Deep Agents use useStream to connect your UI to the agent backend. useStream is a frontend hook (available for React, Vue, Svelte, and Angular) that streams messages, subagent progress, and custom state from your agent in real time. Locally, useStream points at http://localhost:2024. In production, point it at your LangSmith Deployment and configure reconnection so users don’t lose progress if their connection drops.
import { useStream } from "@langchain/react";

function App() {
  const stream = useStream<typeof agent>({
    apiUrl: "https://your-deployment.langsmith.dev",
    assistantId: "agent",
    reconnectOnMount: true,    // Resume stream after page refresh or navigation
    fetchStateHistory: true,   // Load full thread history on mount
  });
}
reconnectOnMount picks up an in-progress run automatically.
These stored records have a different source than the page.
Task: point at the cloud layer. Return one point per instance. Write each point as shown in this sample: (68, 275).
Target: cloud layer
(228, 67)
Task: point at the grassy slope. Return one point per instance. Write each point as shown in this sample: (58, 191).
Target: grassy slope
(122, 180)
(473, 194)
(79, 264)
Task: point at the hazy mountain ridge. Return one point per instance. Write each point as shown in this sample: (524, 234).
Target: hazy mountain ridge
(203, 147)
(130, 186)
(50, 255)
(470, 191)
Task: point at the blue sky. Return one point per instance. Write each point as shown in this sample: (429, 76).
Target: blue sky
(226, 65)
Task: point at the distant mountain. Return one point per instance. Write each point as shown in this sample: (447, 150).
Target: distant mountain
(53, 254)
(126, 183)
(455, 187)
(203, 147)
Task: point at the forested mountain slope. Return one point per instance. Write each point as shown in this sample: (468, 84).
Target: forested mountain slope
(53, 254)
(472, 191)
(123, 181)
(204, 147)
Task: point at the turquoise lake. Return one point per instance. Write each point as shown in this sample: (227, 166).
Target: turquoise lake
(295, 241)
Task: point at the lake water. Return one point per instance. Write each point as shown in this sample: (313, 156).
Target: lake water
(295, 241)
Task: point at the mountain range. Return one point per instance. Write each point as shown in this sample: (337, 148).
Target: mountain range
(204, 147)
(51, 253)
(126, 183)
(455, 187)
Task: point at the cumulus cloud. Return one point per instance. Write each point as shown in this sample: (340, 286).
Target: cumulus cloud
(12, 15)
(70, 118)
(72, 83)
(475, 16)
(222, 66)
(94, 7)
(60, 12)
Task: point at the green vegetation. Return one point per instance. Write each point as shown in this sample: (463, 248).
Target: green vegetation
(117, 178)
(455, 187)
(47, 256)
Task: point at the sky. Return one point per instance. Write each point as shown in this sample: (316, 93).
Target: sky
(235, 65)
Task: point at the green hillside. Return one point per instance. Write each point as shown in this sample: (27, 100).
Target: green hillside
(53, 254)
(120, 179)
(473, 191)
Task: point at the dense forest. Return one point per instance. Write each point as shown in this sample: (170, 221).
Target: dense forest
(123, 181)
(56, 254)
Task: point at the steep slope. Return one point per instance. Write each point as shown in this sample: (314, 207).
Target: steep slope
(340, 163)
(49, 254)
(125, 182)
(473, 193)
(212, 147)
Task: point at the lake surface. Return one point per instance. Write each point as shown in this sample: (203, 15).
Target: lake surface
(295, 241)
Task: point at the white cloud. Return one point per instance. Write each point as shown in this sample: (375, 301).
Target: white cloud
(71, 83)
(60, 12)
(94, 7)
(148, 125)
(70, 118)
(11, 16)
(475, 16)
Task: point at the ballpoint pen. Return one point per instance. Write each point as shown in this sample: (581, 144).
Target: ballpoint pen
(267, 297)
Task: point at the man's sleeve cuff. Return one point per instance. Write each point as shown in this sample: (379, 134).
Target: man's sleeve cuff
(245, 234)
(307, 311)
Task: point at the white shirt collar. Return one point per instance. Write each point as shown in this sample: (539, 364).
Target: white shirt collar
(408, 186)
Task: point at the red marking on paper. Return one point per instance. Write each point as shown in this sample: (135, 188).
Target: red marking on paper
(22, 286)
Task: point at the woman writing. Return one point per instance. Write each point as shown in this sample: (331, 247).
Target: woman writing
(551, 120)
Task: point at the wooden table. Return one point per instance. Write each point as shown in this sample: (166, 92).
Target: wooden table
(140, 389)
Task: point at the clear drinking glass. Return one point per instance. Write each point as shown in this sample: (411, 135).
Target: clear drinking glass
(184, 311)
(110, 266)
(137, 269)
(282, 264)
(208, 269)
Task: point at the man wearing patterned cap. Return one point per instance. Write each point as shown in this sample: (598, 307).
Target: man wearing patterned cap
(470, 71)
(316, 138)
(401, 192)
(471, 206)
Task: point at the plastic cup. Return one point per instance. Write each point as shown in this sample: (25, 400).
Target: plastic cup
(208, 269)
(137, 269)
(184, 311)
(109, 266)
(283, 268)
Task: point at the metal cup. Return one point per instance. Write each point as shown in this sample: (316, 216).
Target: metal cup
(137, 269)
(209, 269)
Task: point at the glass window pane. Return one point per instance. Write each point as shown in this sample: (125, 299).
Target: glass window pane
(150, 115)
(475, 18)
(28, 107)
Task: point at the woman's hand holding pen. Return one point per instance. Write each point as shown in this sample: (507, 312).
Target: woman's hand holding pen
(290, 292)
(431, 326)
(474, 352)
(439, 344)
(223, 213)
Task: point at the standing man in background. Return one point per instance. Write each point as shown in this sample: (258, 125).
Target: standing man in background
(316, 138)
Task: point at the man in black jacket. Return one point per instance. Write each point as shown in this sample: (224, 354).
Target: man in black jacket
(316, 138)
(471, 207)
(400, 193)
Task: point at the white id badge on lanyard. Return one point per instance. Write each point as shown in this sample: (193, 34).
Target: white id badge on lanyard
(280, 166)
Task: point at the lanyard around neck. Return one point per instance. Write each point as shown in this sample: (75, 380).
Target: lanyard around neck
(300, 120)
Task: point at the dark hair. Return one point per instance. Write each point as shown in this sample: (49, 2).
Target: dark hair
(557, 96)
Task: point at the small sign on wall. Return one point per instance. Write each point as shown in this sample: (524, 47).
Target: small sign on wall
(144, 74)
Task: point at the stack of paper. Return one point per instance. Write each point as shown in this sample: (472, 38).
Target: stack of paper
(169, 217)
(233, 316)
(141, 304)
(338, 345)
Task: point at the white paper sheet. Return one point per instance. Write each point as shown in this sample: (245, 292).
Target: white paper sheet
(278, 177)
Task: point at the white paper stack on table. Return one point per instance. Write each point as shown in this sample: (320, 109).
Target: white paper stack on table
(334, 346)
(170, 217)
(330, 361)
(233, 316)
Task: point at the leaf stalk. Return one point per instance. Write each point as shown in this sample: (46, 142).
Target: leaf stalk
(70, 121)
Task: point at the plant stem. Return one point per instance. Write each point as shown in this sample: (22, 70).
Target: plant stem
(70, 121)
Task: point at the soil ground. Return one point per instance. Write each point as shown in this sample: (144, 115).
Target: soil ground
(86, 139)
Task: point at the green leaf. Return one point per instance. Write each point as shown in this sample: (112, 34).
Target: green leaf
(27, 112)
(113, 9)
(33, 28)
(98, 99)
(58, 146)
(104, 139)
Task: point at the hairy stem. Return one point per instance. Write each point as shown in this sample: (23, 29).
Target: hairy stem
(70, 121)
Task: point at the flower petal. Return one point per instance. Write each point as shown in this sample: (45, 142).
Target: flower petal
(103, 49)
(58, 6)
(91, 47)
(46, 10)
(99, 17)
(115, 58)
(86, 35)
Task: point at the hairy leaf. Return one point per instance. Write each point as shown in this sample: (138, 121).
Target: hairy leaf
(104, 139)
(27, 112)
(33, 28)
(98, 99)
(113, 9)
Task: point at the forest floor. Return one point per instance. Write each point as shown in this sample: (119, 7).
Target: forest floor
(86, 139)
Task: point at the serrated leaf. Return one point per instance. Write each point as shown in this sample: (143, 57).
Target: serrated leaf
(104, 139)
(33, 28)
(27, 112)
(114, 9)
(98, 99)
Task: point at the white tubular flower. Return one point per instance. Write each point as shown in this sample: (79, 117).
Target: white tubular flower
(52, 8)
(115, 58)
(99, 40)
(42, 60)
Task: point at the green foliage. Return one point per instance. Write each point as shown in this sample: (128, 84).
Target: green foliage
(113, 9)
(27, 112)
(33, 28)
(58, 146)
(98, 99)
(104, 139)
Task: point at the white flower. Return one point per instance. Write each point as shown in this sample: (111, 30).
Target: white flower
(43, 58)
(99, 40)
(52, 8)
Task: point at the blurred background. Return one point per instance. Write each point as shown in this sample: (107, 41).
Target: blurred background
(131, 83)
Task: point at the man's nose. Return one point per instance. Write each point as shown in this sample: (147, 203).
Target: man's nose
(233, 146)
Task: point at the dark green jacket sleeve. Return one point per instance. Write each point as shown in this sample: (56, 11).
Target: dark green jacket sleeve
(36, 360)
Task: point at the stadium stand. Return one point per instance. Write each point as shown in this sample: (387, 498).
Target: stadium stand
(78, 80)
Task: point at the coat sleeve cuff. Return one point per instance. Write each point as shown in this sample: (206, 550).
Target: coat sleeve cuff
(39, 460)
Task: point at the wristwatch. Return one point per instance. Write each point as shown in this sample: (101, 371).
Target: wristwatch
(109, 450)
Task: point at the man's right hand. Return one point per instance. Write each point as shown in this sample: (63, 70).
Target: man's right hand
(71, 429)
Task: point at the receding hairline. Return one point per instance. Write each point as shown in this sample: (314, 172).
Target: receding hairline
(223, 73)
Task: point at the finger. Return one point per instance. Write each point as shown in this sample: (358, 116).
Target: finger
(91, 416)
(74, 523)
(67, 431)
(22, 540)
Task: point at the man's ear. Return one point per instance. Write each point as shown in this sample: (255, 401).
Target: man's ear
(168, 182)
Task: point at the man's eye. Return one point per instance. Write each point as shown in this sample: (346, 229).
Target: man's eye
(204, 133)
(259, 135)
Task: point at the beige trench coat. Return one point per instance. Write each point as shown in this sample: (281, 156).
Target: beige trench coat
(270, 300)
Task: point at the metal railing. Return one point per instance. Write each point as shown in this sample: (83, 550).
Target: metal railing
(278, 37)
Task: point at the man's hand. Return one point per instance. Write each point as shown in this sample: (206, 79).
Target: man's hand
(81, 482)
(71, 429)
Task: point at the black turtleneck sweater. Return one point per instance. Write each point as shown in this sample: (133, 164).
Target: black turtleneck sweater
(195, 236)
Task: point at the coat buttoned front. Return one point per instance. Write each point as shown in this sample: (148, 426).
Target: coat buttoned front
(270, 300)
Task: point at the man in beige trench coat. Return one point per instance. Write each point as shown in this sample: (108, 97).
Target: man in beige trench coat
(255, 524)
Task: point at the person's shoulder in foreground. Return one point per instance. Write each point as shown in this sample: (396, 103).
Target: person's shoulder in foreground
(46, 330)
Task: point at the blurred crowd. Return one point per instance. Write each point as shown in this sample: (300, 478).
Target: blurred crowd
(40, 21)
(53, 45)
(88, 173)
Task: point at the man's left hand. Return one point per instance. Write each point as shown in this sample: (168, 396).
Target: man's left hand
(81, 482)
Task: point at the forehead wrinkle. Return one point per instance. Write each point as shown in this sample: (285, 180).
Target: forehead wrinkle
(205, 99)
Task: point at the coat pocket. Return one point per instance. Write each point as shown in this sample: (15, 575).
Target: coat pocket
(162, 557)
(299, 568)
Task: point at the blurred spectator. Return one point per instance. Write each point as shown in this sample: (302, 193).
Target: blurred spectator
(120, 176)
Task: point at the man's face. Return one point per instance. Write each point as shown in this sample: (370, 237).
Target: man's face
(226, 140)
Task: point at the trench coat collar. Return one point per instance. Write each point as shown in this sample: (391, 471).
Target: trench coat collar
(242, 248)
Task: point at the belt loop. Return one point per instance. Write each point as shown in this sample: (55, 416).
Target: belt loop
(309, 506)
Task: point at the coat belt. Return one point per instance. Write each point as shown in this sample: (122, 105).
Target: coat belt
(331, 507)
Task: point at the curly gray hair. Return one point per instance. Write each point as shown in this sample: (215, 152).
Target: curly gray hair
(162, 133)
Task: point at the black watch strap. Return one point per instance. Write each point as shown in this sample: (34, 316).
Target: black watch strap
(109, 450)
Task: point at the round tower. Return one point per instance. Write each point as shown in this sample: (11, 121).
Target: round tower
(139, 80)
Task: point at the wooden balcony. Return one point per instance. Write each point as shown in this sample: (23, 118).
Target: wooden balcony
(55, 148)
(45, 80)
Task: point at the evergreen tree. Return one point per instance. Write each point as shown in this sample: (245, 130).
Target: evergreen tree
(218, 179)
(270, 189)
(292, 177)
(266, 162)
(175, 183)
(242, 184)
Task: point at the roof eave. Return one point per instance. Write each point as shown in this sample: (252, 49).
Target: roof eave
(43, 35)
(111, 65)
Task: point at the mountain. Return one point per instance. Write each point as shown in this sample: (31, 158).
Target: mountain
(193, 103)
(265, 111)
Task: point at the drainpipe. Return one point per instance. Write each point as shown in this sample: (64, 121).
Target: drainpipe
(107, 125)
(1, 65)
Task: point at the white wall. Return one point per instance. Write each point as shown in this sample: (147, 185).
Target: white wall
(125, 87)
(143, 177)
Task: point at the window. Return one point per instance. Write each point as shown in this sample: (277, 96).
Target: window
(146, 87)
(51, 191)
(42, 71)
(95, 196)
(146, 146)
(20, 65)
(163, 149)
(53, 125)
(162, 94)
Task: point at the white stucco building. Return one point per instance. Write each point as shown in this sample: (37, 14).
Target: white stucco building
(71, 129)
If a user refreshes while the agent is working, they’ll see it continue rather than a blank screen. fetchStateHistory loads the full conversation history for the thread, so returning users see previous messages. For deep agent workflows that spawn many subagents, set a high recursionLimit when submitting to avoid cutting off long-running executions:
stream.submit(
  { messages: [{ type: "human", content: text }] },
  {
    streamSubgraphs: true,
    config: { recursionLimit: 10000 },
  },
);
For UI patterns specific to deep agents, such as subagent cards, todo lists, and custom state rendering, see the frontend guide.